[Crónica] Portugal não é um país excecional

CRÓNICAS/OPINIÃO Hugo Rajão

Andamos enredados numa tese. A tese da “excecionalidade portuguesa”. Ela é pervasiva a todo o espectro político. É suprapolítica, na verdade. Vai da auto-glorificação à auto-depreciação excessivas.

Começa na ideia de que fomos conquistadores, demos mundos ao mundo, e até a colonizar e a escravizar fomos civilizados (como se isso fosse possível!). No oposto a esta lógica, da suposta ‘supremacia lusitana’, encontramos uma espécie de autorracismo, que atesta a inferioridade intrínseca dos portugueses. Consiste na suposição de que somos excecionalmente corruptos, preguiçosos, trapaceiros e todas essas coisas más do “só neste país”.

O Chega aproveita ambas as aceções.  Reitera a suposta ‘supremacia lusitana’, glorifica a história portuguesa, e quem, aos seus olhos, não encaixa ou não pode encaixar nessa narrativa (por não ser ‘português de bem’ ou por não ser português sequer) é, aí assim, degenerado, criminoso, preguiçoso e, portanto, inferior.

No outro polo, muitas pessoas democraticamente imaculadas também não escaparam à tese da ‘excecionalidade portuguesa’. Não por acreditarem na ‘supremacia lusitana’ ou na inferioridade intrínseca de alguns dos seus concidadãos (claro que nunca aceitariam estas assunções), mas pelo contrário, por terem acreditado que Portugal estaria imune à presença política deste tipo de ideias. Excecionais, porque a extrema-direita não pega aqui. Seríamos diferentes por isso.

Estávamos enganados. Para todos os efeitos, somos como os outros. Somos menos xenófobos do que os Franceses? Somos, mas apenas porque há, em Portugal, menos imigrantes. Bastou o seu número, nos últimos anos, ter aumentado residualmente para a temperatura aumentar, e os preconceitos, outrora latentes, se manifestarem.  Até os brasileiros deixarem de ser, aos olhos de muitos, nossos irmãos.

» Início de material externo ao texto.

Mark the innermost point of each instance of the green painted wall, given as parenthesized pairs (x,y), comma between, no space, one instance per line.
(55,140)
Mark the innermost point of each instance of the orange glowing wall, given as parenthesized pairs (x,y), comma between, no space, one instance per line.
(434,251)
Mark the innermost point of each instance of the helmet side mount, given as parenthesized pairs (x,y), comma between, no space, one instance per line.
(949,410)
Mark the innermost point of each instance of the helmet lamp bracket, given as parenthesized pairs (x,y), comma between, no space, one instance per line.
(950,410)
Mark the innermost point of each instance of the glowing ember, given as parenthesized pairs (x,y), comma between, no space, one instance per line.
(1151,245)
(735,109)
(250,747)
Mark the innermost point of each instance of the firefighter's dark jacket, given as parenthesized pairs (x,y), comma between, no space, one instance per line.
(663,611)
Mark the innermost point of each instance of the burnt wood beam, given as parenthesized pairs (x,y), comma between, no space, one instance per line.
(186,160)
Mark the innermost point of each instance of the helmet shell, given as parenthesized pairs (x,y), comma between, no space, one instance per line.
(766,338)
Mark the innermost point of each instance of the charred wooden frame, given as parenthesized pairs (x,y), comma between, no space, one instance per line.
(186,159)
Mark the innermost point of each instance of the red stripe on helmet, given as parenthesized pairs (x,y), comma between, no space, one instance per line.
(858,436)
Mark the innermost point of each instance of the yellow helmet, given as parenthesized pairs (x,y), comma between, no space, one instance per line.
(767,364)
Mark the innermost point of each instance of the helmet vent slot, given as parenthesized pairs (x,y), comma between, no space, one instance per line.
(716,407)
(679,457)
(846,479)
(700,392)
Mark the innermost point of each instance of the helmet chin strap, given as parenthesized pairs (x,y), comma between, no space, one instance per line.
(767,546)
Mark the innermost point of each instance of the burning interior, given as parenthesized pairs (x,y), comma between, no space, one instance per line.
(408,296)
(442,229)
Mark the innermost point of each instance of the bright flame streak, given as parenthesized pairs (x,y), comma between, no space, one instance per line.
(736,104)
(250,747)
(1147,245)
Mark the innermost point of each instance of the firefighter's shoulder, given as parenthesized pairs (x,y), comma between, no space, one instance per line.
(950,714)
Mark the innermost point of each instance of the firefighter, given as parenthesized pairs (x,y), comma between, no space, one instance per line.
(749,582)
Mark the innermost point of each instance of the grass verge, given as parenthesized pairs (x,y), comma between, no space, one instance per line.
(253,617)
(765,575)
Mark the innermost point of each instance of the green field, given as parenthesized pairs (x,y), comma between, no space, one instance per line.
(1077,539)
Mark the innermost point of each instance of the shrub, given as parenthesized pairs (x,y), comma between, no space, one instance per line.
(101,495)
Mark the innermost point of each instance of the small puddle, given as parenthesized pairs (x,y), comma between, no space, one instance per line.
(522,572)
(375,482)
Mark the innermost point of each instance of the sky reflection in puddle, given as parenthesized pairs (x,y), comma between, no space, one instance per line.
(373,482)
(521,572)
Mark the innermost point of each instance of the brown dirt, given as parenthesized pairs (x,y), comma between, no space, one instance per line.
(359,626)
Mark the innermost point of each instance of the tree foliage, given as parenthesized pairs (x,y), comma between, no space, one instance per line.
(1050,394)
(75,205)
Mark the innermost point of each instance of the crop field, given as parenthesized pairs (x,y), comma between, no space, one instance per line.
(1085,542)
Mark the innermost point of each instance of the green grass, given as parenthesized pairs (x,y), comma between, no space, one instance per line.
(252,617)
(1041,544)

Em iguais circunstâncias somos tão permeáveis como os outros e a passada segunda-feira, 11 de março, foi, porventura, a mais triste da nossa história democrática.

A excecionalidade não reside no coração de um povo, por natureza. O bem, o mal, a justiça, a empatia, a solidariedade, o amor, a compaixão, o respeito e a discórdia democrática, residem no coração de quem decidiu adotar essas inclinações e dedica-se a nutri-las. Dá trabalho. Os limites do outro dão trabalho. Obriga-nos a olhar para dentro, antes de olhar para fora, e questionar “qual é o limite legítimo para a minha conduta”? Então aparece um tipo e diz: “não te preocupes, liberta-te. Estás chateado, não estás? Vai em frente, marimba-te para os sinais de trânsito. Vais atropelar os outros? Pois vais. Mas que tem? Estás chateado, não estás? A vida corre-te mal, não corre? Atropela-os à vontade. Faz o que te apetecer. A culpa do teu descontentamento até é deles, sabias? Eles, os corruptos, os etnicamente viciosos, os moralmente pervertidos. Por isso vai com toda força. Atropela à vontade até porque a tua superioridade legitima o ato. Eles são inferiores. Tu não. Tu és um português de bem, cujos antepassados deram mundos ao mundo!”

Não é libertador? Não é um alívio simples para um problema complexo? Há algum julgamento justo que compense o prazer de uma punição, de uma vingança? Não é tão bom saber simplesmente que o problema da minha vida é culpa do meu vizinho, em vez das variações das taxas de juro, combinados com o índice X e a política Z, e o contexto global Y? Há pessoas com motivos para estarem chateadas. As boas políticas propiciam o florescimento dos valores democráticos, de boa cidadania. A privação oblitera a nossa visão perante os limites do outro. Quando fervemos mensuramos pior. Mas não dá como infantilizar adultos. O programa do Chega é claro e a sua adesão voluntária. O direito a exigir não legitima o atropelo dos outros. Não há regime de exceção para ninguém. Não há excecionalidade portuguesa. Fomos tão crápulas como os outros povos a colonizar e a oprimir. Não somos mais preguiçosos ou corruptos. O “só neste país” não é só deste país. Infelizmente, não somos mais imunes à extrema-direita, também. Mas tivemos a revolução mais bonita. E há quem queira tirar-nos isso.